The clock is ticking for Chicago’s decimated small businesses and retailers.
The average small business in the city has less than 28 days of cash on hand, according to Crain’s, with the coronavirus pandemic having upended the economy. On Saturday, Gov. J.B. Pritkzer’s statewide shelter-in-place order took effect, severely restricting businesses.
Now, the city is opening loan applications to qualifying businesses through its $100 million Small Business Resiliency Fund, according to Crain’s. The five-year loans are at an unspecified interest rate, according to the report. City officials have already seen an influx of businesses applying for the loans, of up to $50,000 each.
“Over 300 businesses have expressed interest overnight,” Deputy Mayor Samir Mayekar told Crain’s. “We have a duty to try and help them bridge their cash flow.”
In order to qualify, applicants must have fewer than 50 employees and less than $3 million in gross annual revenue.

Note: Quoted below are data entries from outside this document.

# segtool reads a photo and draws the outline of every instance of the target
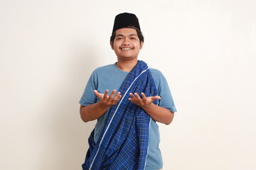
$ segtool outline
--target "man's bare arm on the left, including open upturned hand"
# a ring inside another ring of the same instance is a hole
[[[100,101],[88,106],[80,106],[80,117],[84,122],[100,118],[108,108],[117,104],[121,98],[120,92],[117,92],[116,96],[114,96],[116,90],[113,90],[110,96],[108,96],[108,90],[105,91],[105,94],[100,94],[97,90],[94,92],[95,95],[100,98]]]

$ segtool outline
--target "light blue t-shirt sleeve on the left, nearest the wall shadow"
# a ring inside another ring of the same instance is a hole
[[[97,102],[97,96],[95,96],[94,90],[97,89],[97,72],[92,72],[87,84],[85,86],[85,91],[80,98],[80,105],[87,106]]]

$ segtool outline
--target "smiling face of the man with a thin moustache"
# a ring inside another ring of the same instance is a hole
[[[137,60],[143,42],[139,41],[137,30],[133,28],[122,28],[116,30],[114,42],[110,42],[110,44],[119,61]]]

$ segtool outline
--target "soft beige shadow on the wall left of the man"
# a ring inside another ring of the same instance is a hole
[[[78,101],[96,65],[93,47],[75,45],[63,68],[59,84],[50,91],[41,115],[45,121],[45,144],[41,147],[40,170],[81,169],[88,149],[87,138],[95,126],[95,121],[83,123],[80,119]],[[65,69],[65,70],[64,70]]]

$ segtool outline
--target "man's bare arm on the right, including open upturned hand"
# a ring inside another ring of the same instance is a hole
[[[130,96],[131,98],[129,98],[129,100],[143,108],[144,111],[146,111],[146,113],[156,122],[169,125],[174,119],[174,113],[169,111],[167,108],[157,106],[153,103],[156,99],[161,99],[160,96],[146,97],[144,93],[142,93],[142,98],[137,93],[130,94]]]

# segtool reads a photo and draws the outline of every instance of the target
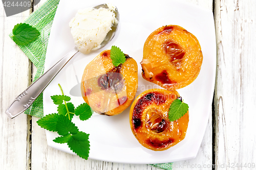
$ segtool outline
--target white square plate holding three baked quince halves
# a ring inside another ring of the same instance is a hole
[[[83,103],[81,96],[72,96],[70,90],[80,83],[83,70],[101,51],[110,49],[112,45],[121,48],[138,63],[139,86],[137,94],[149,88],[160,88],[141,77],[143,45],[153,31],[165,25],[179,25],[194,34],[202,47],[203,64],[198,78],[178,89],[185,103],[189,105],[189,124],[184,140],[166,151],[148,150],[134,137],[129,124],[130,107],[116,116],[104,116],[94,113],[84,122],[78,117],[72,121],[80,131],[90,134],[89,158],[121,163],[165,163],[195,158],[211,112],[212,96],[214,94],[216,74],[216,40],[214,17],[211,11],[198,6],[178,1],[84,1],[61,0],[53,21],[46,55],[45,70],[48,70],[59,59],[74,48],[70,33],[69,21],[78,9],[94,7],[103,3],[113,3],[120,13],[120,25],[114,39],[102,49],[89,55],[78,53],[55,77],[44,91],[44,113],[56,113],[50,96],[61,94],[58,83],[66,95],[71,96],[71,102],[77,107]],[[78,81],[76,79],[78,77]],[[74,154],[68,145],[55,143],[52,140],[58,136],[47,131],[47,141],[50,147]]]

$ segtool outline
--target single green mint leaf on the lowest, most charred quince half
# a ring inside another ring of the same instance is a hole
[[[174,122],[181,118],[188,111],[188,105],[181,102],[179,99],[173,101],[169,108],[169,120],[170,122]]]

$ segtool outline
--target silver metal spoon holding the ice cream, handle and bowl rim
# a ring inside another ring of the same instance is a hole
[[[101,4],[96,7],[95,9],[99,8],[106,8],[108,9],[108,5]],[[116,19],[119,23],[119,13],[116,8],[114,11],[116,15]],[[115,36],[115,33],[118,28],[118,23],[112,26],[112,30],[108,32],[106,37],[104,38],[103,42],[100,44],[98,50],[108,44]],[[94,50],[94,49],[92,49]],[[65,57],[59,60],[53,67],[51,67],[48,71],[44,73],[41,77],[39,77],[34,83],[32,83],[26,90],[24,90],[18,97],[12,102],[12,104],[6,110],[6,114],[9,117],[14,118],[20,113],[23,113],[27,110],[32,103],[36,100],[39,94],[50,84],[50,82],[54,79],[54,77],[59,73],[59,71],[70,61],[72,57],[74,57],[78,53],[77,48],[75,47],[72,51],[70,51]]]

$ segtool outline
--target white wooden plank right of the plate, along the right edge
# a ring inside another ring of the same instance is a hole
[[[215,4],[216,32],[219,33],[215,162],[226,169],[246,169],[236,167],[237,163],[239,166],[256,163],[255,9],[256,2],[249,0],[218,0]]]

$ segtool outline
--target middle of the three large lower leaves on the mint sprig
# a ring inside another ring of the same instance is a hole
[[[71,120],[64,115],[59,115],[59,118],[56,124],[56,130],[57,130],[57,133],[61,136],[66,136],[69,133],[77,134],[79,132],[75,124],[73,124]]]

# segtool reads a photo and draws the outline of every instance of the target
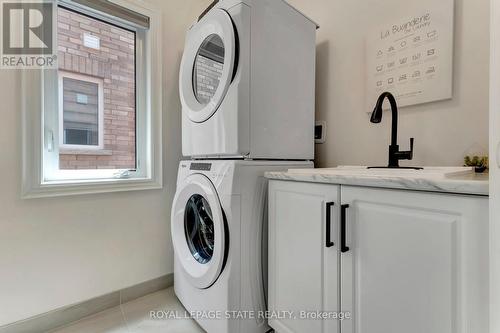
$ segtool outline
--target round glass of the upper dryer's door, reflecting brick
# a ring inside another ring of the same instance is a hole
[[[215,95],[224,69],[224,42],[208,36],[200,46],[193,68],[193,90],[198,102],[208,104]]]

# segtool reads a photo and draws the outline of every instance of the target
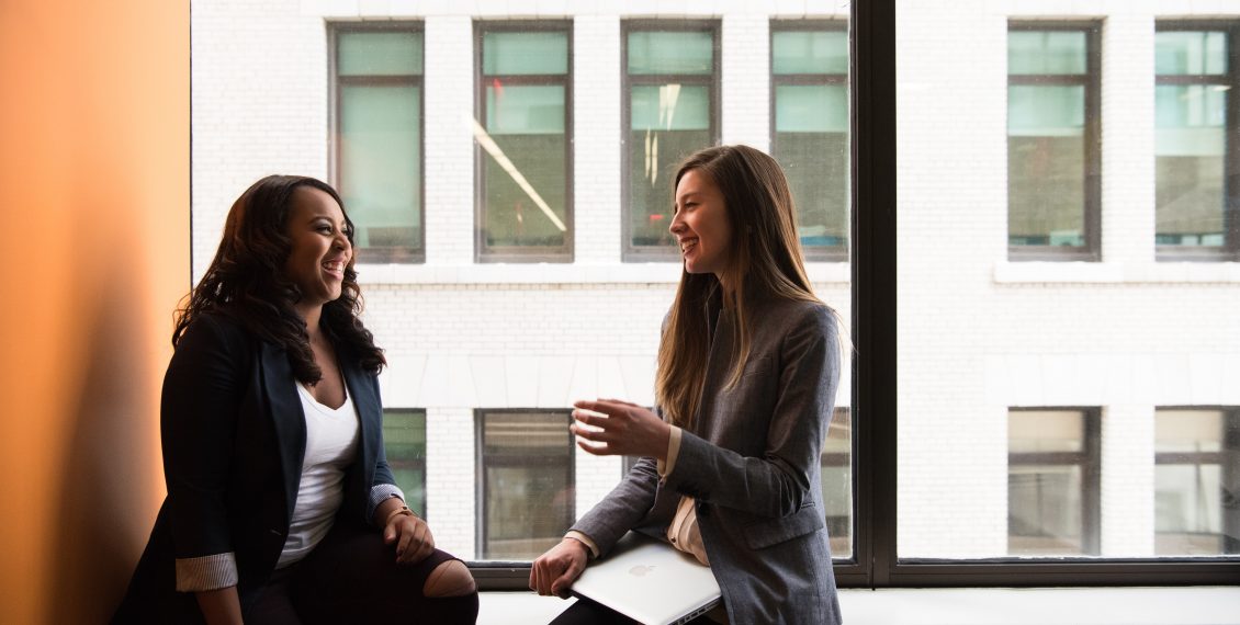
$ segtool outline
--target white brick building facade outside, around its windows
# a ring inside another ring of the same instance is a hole
[[[1154,408],[1240,404],[1240,264],[1154,260],[1153,25],[1240,19],[1240,4],[898,4],[900,554],[1003,554],[1008,408],[1089,406],[1102,554],[1148,556]],[[621,21],[720,20],[723,140],[769,149],[770,20],[846,14],[822,0],[195,1],[195,275],[250,182],[330,179],[325,24],[422,22],[425,263],[358,272],[391,365],[384,403],[427,410],[427,516],[443,548],[474,557],[476,408],[652,399],[680,268],[620,259]],[[476,264],[472,22],[536,17],[573,22],[574,262]],[[1102,20],[1097,263],[1007,260],[1006,36],[1027,17]],[[848,319],[848,265],[810,272]],[[839,406],[849,397],[846,375]],[[619,475],[619,460],[578,453],[577,512]]]

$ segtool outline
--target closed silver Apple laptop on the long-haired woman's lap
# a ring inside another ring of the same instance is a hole
[[[680,625],[719,604],[719,583],[693,556],[629,532],[585,568],[573,594],[646,625]]]

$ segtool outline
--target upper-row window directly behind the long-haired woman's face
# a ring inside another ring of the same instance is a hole
[[[717,22],[630,21],[624,62],[624,259],[675,260],[668,179],[719,140]]]

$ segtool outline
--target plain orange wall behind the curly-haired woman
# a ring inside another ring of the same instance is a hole
[[[102,623],[162,497],[190,6],[0,0],[0,623]]]

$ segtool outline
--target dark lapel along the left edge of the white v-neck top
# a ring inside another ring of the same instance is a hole
[[[262,355],[263,391],[270,406],[275,427],[275,443],[280,450],[280,470],[284,472],[284,499],[288,520],[298,500],[301,484],[301,463],[306,453],[306,420],[298,397],[298,381],[281,347],[263,341]]]

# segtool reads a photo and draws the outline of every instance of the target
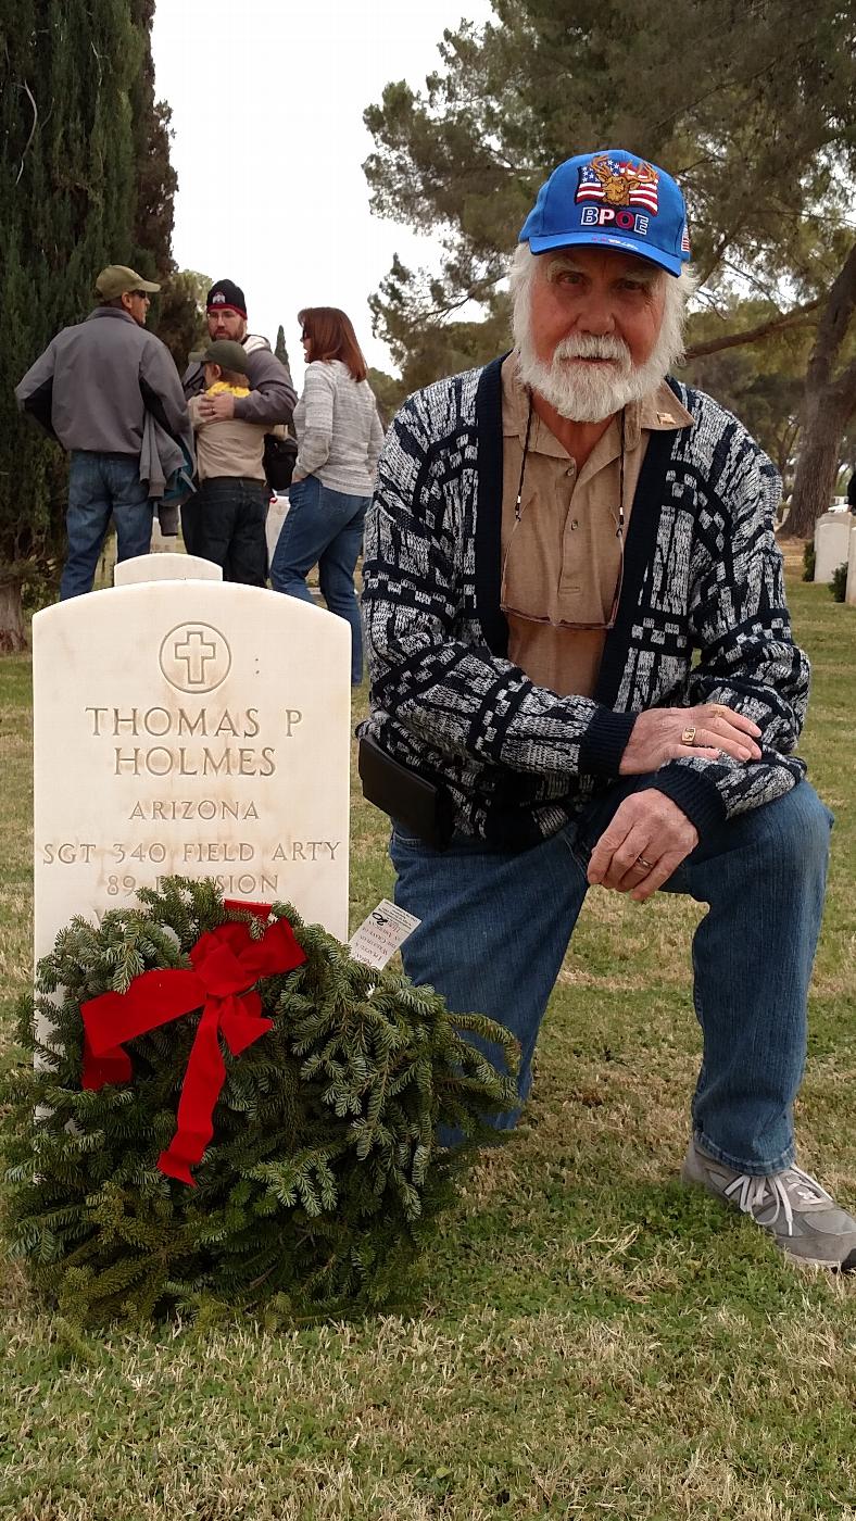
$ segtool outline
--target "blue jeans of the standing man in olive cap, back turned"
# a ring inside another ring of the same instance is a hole
[[[59,583],[62,599],[91,592],[111,514],[116,522],[116,558],[147,555],[154,506],[140,481],[140,456],[75,449],[65,513],[68,554]]]

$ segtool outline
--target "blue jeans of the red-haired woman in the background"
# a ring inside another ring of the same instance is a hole
[[[321,596],[331,613],[351,625],[351,683],[362,681],[362,625],[354,570],[362,551],[362,531],[371,497],[331,491],[318,476],[306,476],[289,490],[289,511],[281,526],[271,586],[286,596],[312,602],[306,578],[318,566]]]

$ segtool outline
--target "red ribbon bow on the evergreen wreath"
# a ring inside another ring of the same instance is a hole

Additionally, they will have to show at least a 25 percent revenue decrease due to Covid-19, which is expected for many small businesses with the shelter-in-place order and with most of the workforce instructed to work from home.
“Because of social distancing, all of them are shut down,” Lotika Pai, of the Women’s Business Development Center told Crain’s. “Unlike big companies who have larger cash reserves, they really are going to face a cash crunch relatively soon… In the short term it will be crippling.”